Em comparação com os títulos do Tesouro Direto atrelados à inflação, as NTN-B, o rendimento dos imóveis comerciais foi um pouco superior. No início do ano passado, os as NTN-B disponíveis no mercado pagavam entre 4,30% e 5,52% ao ano acima da inflação pelo IPCA, isso sem o desconto do imposto de renda, da taxa de custódia obrigatória e de uma eventual taxa de administração da corretora. A NTN-B é considerado o título mais adequado para a comparação de rentabilidade com imóveis, uma vez que são investimentos de prazo mais longo e corrigidos pela inflação, assim como os aluguéis. 

Mas também é possível comparar o rendimento com a poupança, que não é corrigida pela inflação, mas já é isenta de IR. O rendimento da antiga poupança era de 0,5% ao mês (ou 6,17% ao ano) mais Taxa Referencial (TR), que ao longo de quase todo o ano passado foi zero. Já a nova poupança vem rendendo 0,41% ao mês desde que a Selic passou para o patamar de 7,25%. Embora a nova poupança ainda não tenha completado 12 meses de idade, se esse mesmo rendimento fosse considerado em 12 meses, a rentabilidade teria sido de 5,02%. 

Dados sobre os contratos de aluguéis 

Segundo a Lello, na comparação com 2011, o número de novos contratos de aluguel de imóveis comerciais cresceu 11% em 2012. 

Dentre todos os novos contratos de aluguéis da Lello, 32% foram de imóveis comerciais. E 38% desses novos contratos comerciais foram de conjuntos e salas, como clínicas médicas e odontológicas, além de escritórios de contabilidade, advocacia e representação comercial.
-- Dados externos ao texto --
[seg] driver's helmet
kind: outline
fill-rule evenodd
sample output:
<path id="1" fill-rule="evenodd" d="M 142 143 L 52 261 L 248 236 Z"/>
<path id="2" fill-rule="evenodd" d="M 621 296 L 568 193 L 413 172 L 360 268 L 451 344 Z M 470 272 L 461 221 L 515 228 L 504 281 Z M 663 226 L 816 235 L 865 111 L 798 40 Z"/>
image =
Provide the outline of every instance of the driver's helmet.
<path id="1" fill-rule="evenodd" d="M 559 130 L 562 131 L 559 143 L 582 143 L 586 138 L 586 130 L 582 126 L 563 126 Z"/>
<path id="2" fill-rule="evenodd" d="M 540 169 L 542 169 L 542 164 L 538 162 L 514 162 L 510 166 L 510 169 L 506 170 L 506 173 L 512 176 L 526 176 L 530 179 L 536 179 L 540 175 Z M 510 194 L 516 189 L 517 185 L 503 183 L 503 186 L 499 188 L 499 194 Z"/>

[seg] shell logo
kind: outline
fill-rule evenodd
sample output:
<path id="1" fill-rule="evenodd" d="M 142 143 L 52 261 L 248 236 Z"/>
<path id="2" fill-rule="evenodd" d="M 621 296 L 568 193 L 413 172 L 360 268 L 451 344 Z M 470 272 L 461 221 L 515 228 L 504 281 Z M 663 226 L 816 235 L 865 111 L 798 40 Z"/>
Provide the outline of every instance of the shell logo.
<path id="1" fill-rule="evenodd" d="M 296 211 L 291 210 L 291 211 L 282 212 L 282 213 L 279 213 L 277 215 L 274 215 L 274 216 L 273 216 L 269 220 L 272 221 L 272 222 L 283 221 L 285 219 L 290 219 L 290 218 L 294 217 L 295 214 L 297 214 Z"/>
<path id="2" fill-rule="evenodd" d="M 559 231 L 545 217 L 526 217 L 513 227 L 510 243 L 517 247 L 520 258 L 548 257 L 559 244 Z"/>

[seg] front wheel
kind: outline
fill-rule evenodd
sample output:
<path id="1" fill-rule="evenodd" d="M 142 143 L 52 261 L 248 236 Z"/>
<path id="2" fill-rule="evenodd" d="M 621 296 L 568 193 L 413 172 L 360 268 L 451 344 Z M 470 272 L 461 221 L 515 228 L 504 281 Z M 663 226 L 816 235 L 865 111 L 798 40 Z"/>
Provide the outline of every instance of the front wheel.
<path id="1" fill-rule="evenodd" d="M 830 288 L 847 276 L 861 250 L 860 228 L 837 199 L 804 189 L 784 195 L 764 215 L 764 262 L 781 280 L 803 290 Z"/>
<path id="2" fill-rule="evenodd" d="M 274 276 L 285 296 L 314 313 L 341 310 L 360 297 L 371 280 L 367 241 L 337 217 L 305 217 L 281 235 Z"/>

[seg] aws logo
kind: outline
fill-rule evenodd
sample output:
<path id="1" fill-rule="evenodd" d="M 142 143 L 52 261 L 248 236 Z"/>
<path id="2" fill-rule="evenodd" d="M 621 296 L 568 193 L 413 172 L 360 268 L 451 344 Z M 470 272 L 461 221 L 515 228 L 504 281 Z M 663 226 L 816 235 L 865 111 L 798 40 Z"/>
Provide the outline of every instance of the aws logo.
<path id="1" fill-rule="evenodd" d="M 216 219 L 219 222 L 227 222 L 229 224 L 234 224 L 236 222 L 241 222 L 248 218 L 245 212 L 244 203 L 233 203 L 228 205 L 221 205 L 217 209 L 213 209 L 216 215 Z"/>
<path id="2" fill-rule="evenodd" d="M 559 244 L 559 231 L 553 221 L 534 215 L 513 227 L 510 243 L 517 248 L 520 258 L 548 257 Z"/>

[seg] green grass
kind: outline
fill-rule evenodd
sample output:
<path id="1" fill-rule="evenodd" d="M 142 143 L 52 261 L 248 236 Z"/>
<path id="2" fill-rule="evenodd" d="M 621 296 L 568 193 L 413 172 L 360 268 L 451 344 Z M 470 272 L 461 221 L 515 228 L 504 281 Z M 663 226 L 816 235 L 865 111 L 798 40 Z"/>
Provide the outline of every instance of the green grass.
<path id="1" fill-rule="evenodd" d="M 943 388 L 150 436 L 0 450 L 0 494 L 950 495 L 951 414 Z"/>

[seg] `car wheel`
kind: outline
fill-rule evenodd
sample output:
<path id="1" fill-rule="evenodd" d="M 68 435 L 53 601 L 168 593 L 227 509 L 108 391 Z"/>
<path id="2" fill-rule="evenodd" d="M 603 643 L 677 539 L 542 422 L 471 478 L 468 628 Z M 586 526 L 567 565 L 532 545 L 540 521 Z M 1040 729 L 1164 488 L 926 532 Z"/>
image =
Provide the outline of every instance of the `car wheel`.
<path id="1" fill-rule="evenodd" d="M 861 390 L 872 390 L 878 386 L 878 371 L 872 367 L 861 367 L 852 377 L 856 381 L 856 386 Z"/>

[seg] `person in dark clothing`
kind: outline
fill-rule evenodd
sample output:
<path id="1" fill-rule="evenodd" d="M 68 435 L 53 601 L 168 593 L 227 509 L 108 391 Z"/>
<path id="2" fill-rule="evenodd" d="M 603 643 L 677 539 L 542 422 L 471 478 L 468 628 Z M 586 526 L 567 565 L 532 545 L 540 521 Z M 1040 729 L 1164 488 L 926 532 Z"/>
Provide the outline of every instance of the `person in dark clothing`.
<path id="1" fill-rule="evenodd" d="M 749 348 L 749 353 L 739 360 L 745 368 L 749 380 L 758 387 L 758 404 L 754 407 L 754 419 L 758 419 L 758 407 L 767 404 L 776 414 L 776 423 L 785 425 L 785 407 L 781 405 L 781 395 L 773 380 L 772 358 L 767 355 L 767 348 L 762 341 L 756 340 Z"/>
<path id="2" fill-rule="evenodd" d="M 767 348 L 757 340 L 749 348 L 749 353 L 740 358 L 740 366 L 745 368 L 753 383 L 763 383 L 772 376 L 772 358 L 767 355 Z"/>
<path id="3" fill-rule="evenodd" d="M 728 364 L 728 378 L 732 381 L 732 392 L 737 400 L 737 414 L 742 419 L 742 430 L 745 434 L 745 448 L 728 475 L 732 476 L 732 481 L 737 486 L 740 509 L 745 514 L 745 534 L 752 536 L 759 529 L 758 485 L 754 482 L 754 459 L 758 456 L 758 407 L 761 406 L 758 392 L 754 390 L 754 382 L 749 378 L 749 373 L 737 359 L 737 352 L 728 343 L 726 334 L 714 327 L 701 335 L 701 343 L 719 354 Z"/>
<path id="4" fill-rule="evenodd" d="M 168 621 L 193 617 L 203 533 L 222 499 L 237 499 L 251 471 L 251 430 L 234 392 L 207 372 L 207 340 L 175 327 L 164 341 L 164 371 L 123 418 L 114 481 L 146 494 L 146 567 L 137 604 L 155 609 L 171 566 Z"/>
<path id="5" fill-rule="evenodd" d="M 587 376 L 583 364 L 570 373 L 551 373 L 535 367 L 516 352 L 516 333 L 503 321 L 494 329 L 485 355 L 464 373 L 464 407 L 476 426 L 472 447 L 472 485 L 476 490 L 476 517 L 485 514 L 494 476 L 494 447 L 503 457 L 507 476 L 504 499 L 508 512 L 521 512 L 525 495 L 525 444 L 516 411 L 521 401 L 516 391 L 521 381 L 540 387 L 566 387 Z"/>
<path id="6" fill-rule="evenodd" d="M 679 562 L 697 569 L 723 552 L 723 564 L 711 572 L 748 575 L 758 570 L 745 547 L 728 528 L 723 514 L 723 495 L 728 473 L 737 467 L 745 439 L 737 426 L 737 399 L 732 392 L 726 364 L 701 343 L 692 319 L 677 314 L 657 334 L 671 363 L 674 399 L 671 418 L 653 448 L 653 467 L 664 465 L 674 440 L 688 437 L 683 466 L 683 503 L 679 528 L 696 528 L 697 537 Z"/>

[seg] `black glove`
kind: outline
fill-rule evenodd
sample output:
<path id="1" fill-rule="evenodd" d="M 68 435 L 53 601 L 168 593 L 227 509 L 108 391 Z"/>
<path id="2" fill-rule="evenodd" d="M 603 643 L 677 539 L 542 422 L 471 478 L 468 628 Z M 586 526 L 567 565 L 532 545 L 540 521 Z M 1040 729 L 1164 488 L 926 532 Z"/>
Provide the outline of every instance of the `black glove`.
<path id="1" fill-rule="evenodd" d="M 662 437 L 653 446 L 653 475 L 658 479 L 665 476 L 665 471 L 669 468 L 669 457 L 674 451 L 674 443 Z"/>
As casas, usadas para escritórios e clínicas de estética corresponderam a 27% dos novos contratos comerciais de 2012. Lojas de comércio de produtos como bolsas, sapatos e eletrônicos responderam por 17% das novas locações; salões comerciais, que costumam ser destinados a escolas, oficinas, lanchonetes e restaurantes, representaram 10% do total; e os galpões, utilizados principalmente por empresas de logística e armazenamento, somaram 8% dos novos contratos.